8.50am – Form up: The parade forms up at Cleveland Train Station, Harbourview Court, Cleveland.

9.00am – Master of Ceremonies – welcome

9.02am – Welcome to Country

9.06am – Mayor’s inspection of the parade: Parade Commander invites Mayor of Redland City to inspect the parade.

9.11am – Mayor of Redland City – welcome

9.14am – March on Colours: The Colours are uncased and marched onto parade, followed by the RAAF Ensign.

9.14am – MC presents the history of Freedom of Entry: The MC will provide details of the history of Freedom of Entry while the parade prepares.

9.24am – March commences: The parade advances in review order from Cleveland Train Station. The parade continues along Shore Street West toward ANZAC Centenary Park for ‘exercising the right of freedom of entry’, accompanied by the Royal Australian Navy Band Queensland.

9.26am – Challenge: The parade is stopped by Queensland Police Service and the Parade Warrant Officer marches forward and shows the scroll declaring Freedom of Entry to Redland City.

9.28am – March off, conclusion of parade: The parade will continue to march passed the dais where they will salute and march off along Shore Street West to ANZAC Centenary Park.

All Redlands Coast residents and visitors are invited to come and watch this historic event, which is also formal recognition from the RAAF of the important role our city played in the defence of Australia leading up to, and during, World War II.

The parade will go ahead rain or shine.

Air Force Ceremonial Parade Route

Air Force Ceremonial Parade Route


Changed traffic conditions

There will be changed traffic conditions in the area from 5am on event day, which are outlined below. 


  • Parking bays along Shore Street West from Cleveland Train Station to Masthead Drive blocked
  • Parking bays in Harbourview Court blocked
  • Cleveland Train Station parking from Harbourview Court blocked.


  • Shore Street West (from Cleveland Train Station to Masthead Drive) closed to traffic until 10am approx. (Harbourview resident access will be available until 8.45am)


  • Rolling closures will occur along Shore Street West from Masthead Drive to Passage Street, Cleveland while formal parade marches to ANZAC Centenary Park.
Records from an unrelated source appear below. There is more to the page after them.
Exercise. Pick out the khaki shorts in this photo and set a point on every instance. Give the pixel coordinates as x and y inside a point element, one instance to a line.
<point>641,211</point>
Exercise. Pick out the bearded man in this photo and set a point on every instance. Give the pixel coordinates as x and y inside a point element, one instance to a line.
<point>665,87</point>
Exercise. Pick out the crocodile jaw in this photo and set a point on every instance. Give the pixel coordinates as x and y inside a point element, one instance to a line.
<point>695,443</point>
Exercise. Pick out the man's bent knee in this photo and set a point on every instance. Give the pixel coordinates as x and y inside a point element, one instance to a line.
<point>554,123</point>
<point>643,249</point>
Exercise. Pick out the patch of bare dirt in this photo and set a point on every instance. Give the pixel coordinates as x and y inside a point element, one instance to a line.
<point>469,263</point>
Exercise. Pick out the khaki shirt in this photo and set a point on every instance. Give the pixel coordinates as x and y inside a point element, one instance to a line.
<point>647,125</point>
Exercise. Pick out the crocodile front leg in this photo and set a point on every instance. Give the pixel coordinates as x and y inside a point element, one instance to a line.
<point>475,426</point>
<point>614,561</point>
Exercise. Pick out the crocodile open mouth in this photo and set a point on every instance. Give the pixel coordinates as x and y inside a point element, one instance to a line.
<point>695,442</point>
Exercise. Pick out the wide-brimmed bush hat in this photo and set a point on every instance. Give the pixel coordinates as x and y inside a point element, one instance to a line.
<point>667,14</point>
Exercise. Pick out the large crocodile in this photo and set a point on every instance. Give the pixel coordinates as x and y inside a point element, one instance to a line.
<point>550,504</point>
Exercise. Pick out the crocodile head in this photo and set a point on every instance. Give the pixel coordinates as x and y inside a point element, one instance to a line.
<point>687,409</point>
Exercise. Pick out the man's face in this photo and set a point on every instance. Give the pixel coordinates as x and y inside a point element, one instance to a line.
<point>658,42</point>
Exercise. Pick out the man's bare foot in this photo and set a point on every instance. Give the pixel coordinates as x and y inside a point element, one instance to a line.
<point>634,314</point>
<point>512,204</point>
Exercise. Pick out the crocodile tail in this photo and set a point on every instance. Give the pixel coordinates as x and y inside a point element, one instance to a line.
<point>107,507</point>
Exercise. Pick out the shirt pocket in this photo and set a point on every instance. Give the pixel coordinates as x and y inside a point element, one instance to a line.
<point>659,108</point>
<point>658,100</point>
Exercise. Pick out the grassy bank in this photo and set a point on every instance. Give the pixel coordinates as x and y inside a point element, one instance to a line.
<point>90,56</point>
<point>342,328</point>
The parade will have a police escort. The rolling road closure will reopen at the conclusion of the march at approx. 10am.


  • Shore Street West from Cleveland Train Station to Masthead Drive reopens to traffic at approx. 10am.
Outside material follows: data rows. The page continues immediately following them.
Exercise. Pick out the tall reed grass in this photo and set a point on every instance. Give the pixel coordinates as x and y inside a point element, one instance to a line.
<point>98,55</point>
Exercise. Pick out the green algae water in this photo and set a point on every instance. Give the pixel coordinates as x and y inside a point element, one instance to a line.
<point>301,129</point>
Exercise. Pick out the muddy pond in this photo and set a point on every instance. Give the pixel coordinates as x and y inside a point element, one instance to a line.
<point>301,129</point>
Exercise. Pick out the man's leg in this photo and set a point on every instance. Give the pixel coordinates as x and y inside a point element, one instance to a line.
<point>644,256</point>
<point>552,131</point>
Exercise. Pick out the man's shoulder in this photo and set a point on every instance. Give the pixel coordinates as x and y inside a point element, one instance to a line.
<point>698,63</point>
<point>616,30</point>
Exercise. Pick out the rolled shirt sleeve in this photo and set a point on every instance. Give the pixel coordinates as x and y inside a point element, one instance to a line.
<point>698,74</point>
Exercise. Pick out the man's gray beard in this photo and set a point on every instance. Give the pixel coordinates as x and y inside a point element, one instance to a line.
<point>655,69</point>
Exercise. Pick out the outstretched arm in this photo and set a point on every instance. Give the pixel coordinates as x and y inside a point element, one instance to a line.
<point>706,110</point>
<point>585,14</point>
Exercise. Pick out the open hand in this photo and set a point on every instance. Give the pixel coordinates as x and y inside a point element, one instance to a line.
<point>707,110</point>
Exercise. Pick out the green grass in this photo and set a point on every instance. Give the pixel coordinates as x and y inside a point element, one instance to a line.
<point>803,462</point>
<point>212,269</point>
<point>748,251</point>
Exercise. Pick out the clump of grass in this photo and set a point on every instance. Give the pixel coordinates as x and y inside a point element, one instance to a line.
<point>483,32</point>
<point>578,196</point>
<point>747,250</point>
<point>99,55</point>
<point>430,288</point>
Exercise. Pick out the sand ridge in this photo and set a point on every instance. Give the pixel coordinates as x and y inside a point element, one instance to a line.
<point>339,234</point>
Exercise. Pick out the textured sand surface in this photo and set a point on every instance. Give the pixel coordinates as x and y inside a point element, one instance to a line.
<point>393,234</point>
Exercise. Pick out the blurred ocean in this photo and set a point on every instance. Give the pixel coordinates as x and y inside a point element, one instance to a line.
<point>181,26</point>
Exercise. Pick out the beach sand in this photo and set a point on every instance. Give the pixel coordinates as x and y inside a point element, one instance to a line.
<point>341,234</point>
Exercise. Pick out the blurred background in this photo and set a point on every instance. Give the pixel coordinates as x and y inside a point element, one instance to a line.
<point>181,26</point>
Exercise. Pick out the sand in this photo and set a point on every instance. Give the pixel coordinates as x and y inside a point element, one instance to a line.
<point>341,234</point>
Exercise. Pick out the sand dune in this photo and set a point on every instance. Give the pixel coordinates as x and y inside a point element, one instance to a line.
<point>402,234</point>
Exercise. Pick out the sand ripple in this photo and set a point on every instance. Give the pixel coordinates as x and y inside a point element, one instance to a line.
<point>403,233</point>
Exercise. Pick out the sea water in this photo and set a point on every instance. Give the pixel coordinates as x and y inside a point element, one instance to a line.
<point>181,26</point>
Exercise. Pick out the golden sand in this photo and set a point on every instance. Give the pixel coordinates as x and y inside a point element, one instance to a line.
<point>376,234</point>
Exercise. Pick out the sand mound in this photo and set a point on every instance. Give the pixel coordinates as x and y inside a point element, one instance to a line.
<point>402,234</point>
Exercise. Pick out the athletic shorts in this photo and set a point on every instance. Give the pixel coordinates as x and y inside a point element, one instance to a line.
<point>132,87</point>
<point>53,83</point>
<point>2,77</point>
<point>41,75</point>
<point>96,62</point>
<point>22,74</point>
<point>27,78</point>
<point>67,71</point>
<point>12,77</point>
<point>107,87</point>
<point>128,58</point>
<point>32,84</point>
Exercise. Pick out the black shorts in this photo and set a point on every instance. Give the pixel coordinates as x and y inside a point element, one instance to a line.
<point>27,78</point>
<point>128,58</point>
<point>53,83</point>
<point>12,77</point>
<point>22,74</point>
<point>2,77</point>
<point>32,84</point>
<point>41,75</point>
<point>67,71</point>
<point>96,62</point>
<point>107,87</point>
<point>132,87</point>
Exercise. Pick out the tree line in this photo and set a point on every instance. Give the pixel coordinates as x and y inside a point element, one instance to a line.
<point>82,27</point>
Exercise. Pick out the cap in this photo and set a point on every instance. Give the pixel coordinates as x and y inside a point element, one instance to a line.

Detours will be put in place to direct drivers away from these closures. Traffic controllers and Council staff will be present during the event. Other parking bays in the Cleveland CBD will remain unaffected.
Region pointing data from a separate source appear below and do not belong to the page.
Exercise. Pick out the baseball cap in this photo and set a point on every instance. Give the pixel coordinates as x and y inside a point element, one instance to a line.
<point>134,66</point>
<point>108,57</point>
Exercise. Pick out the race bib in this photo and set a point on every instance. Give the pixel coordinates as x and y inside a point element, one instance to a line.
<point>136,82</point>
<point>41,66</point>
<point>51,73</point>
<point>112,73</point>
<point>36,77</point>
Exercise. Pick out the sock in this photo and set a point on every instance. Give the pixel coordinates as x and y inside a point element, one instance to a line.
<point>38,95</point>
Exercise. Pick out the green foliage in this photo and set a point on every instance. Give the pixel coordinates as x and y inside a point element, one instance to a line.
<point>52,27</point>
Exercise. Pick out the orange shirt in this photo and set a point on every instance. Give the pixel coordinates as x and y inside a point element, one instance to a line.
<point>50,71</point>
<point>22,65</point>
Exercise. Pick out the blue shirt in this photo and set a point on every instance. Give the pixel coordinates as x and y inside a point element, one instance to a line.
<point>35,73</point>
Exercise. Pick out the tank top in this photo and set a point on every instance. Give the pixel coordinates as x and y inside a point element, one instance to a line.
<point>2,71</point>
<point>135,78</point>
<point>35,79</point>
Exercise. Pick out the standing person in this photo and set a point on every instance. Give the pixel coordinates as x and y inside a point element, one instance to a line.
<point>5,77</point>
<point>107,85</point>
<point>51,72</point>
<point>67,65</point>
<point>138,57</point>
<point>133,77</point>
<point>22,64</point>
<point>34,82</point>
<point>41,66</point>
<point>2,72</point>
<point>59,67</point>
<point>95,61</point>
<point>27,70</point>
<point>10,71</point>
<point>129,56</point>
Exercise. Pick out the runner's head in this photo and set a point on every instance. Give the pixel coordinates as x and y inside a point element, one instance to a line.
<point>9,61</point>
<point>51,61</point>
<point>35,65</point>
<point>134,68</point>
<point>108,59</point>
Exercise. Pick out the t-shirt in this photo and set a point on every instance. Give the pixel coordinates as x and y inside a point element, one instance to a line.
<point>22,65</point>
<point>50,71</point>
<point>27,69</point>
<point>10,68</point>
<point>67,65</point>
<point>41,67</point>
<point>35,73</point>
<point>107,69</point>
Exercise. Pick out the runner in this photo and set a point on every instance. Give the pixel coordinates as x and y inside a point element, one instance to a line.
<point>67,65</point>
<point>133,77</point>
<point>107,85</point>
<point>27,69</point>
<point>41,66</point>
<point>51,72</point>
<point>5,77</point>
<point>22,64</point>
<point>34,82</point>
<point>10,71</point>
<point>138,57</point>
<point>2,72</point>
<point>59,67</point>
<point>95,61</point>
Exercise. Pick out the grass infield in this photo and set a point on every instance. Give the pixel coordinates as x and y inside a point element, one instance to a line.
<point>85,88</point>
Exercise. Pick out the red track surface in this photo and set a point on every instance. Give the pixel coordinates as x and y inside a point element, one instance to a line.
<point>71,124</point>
Bus stops on Shore Street West will still operate with a detour. For public transport information, visit Translink’s website or call 13 12 30.

The History of the granting of Freedom of Entry to a City

The granting of “Freedom of Entry to a City” to a military unit has its origins in the early history of Europe.

To protect citizens from death or capture by enemy armies or bandits, key cities were placed behind fortifications and walls which, together with soldiers guarding them, were often the only form of protection for the population.

As such, the right of entry to a city by outside soldiers was a privilege rarely granted but when it was, much ceremony was associated to demonstrate the pride of the unit concerned, and the trust bestowed by the citizens in allowing them within their walls.

As times and society changed, city walls disappeared with the garrisons of citizens. However, for geographical, historical, and cultural reasons, Royal Australian Air Force (RAAF) units continue to have strong links to the cities where they have been stationed.

Today, a “Freedom” indicates the pride the local people have in their long associations with the unit involved and is reflected in the traditional format of the “Freedom Parade”.

The granting of a “Freedom” may be conferred by any civic or municipal authority to a unit or a RAAF Establishment. Having been granted a “Freedom”, the unit or Establishment involved will endeavour to regularly exercise their right of Freedom of Entry to the City, usually to coincide with a date of special significance to the city, the unit, or both.

Such dates might include the anniversary of the granting of the “Freedom”, Anzac and Remembrance Days, or the anniversary of the establishment of the unit or city.